A pesquisa certamente não tem a pretensão (nem condições) de esgotar o tema; é um olhar sobre o nosso tempo, uma tentativa de compreender e de dialogar com algumas questões da nossa contemporaneidade. Sendo assim, esses estudos se realizam como abordagem interpretativa não imediata, não pontual, e têm em vista a complexidade das diversas dimensões e significados por trás das transformações que ocorrem em nossa época e em nossa sociedade.

PARTE 1

5.1 O SUJEITO E O PODER: UMA PERSPECTIVA EM FOUCAULT

Talvez o objetivo hoje em dia não seja descobrir o que somos, mas recusar o que somos. (FOUCAULT) 89

A questão do tempo presente, a questão daquilo que somos neste tempo presente: eis delineado o grande dilema político, ético, social e filosófico que Foucault, de forma clara, tão bem assinala ao discutir a natureza e as especificidades das relações de poder existentes na sociedade moderna.

Seus estudos sobre o poder nos levam não só à compreensão do papel desempenhado pelo Estado como inteligência do sistema de poder, com seus mecanismos de exercício de dominação social, mas também nos propõem a necessidade de estender o alcance de uma definição de poder a um sujeito que, inserido em disposições de produção e significação, fica igualmente exposto a relações muito complexas.

O poder, desta forma, surge centrado não apenas no poder político ou do capital, mas se realiza principalmente como processo, em suas correlações com a comunicação, a cultura, a contracultura, nas grandes variáveis não apenas de um macrocontexto social e cultural, mas também de um microcontexto, marcado por um dinamismo nem sempre explícito ou detectável. Poder não como bloco monolítico, como propriedade que se possui ou não, que beneficia alguns e alija outros de sua esfera – esse tipo de poder não existe; mas poder como algo que se exerce, que se realiza, que se efetua – poder como relação.

Foucault evidencia a importância de diversas fontes e instrumentos de poder, o exercício das diferentes estratégias, sua dinâmica específica presente em todas as dimensões da vida cotidiana, alcançando a todos os indivíduos, enraizando-se profundamente no nexo social.

O caráter relacional do poder, por sua vez, implicará necessariamente o desenvolvimento da luta, da resistência contra seu exercício. O conceito “o poder gera sempre contra-poder” (FOUCAULT,1982, p.234) traduz duas condições importantes: primeiro, a total anulação do poder do outro se torna praticamente impossível; segundo, como decorrência, a coexistência de duas instâncias vivenciais antagônicas e complementares deverá ser sempre considerada no conjunto das relações sociais, nas instituições, no mundo do trabalho, nas

políticas e culturas organizacionais e em seus reflexos no campo profissional e humano.

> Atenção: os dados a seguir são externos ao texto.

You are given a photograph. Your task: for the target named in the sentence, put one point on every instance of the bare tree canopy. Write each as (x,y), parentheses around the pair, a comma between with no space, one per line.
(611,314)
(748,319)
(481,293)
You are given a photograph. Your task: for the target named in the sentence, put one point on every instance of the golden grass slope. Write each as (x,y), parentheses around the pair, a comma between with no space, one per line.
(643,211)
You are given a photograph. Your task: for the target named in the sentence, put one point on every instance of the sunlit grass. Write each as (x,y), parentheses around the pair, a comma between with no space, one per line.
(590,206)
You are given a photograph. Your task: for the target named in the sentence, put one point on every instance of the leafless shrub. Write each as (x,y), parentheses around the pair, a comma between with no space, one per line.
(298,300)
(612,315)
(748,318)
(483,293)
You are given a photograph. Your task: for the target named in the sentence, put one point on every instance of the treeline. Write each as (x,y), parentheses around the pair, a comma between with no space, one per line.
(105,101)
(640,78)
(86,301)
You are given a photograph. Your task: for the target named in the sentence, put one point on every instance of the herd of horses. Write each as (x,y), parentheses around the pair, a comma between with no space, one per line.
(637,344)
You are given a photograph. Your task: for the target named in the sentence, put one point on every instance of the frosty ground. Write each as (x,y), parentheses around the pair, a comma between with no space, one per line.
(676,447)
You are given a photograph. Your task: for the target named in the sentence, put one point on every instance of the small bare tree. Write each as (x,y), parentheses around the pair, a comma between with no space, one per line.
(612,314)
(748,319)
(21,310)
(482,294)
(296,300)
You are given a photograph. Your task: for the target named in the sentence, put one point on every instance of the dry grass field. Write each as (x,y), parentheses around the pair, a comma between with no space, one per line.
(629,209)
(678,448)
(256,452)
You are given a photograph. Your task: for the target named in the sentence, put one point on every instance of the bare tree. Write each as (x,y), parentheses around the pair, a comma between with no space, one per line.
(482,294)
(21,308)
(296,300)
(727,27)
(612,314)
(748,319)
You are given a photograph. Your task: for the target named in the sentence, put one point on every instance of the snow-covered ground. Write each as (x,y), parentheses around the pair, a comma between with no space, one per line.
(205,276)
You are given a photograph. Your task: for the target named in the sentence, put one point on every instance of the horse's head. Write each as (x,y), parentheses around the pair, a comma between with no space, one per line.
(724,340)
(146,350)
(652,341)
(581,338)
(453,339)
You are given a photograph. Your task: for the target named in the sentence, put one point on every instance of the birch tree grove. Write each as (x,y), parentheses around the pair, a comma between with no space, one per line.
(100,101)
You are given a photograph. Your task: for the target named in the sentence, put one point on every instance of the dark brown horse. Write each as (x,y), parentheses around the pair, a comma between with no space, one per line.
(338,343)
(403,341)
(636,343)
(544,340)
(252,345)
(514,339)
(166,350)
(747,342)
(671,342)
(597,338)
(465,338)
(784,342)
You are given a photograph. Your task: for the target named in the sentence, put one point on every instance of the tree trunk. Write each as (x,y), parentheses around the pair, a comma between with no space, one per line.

É nosso objetivo neste trabalho fazer algumas reflexões a respeito da representação da questão do poder em duas obras particulares: a primeira, retratando os passos iniciais do empreendedorismo no Brasil, com Mauá; a segunda, esboçando com tintas fortes o processo de industrialização nacional nos anos de 1950, o crescimento urbano e a criação de uma burguesia nos grandes centros, com seus valores e conflitos.

“Mauá – O Imperador e o Rei” (Anexo 22), produzido em 1999 e dirigido por Sérgio Rezende, e “São Paulo Sociedade Anônima” (Anexo 23), realizado entre 1957 e 1961 sob a direção de Luiz Sérgio Person, permitem, por isso, pela reelaboração estética, e até como possibilidade simbólica, acompanhar toda uma mudança de rumo do Brasil em direção ao que ele é e realiza nos dias de hoje. Os estudos desenvolvidos por Foucault, particularmente em “Microfísica do Poder” e “O Sujeito e o Poder”, constituem referência teórica para a análise dos dois filmes - dois discursos com especificidades e estilos distintos, porém interligados pelo valor do sentido no dilema que Foucault tão bem expressa na citação feita em nossa introdução.

Esse encontro, possível apenas na representação de uma verdade mais ampla, é o tema dos estudos que se seguem.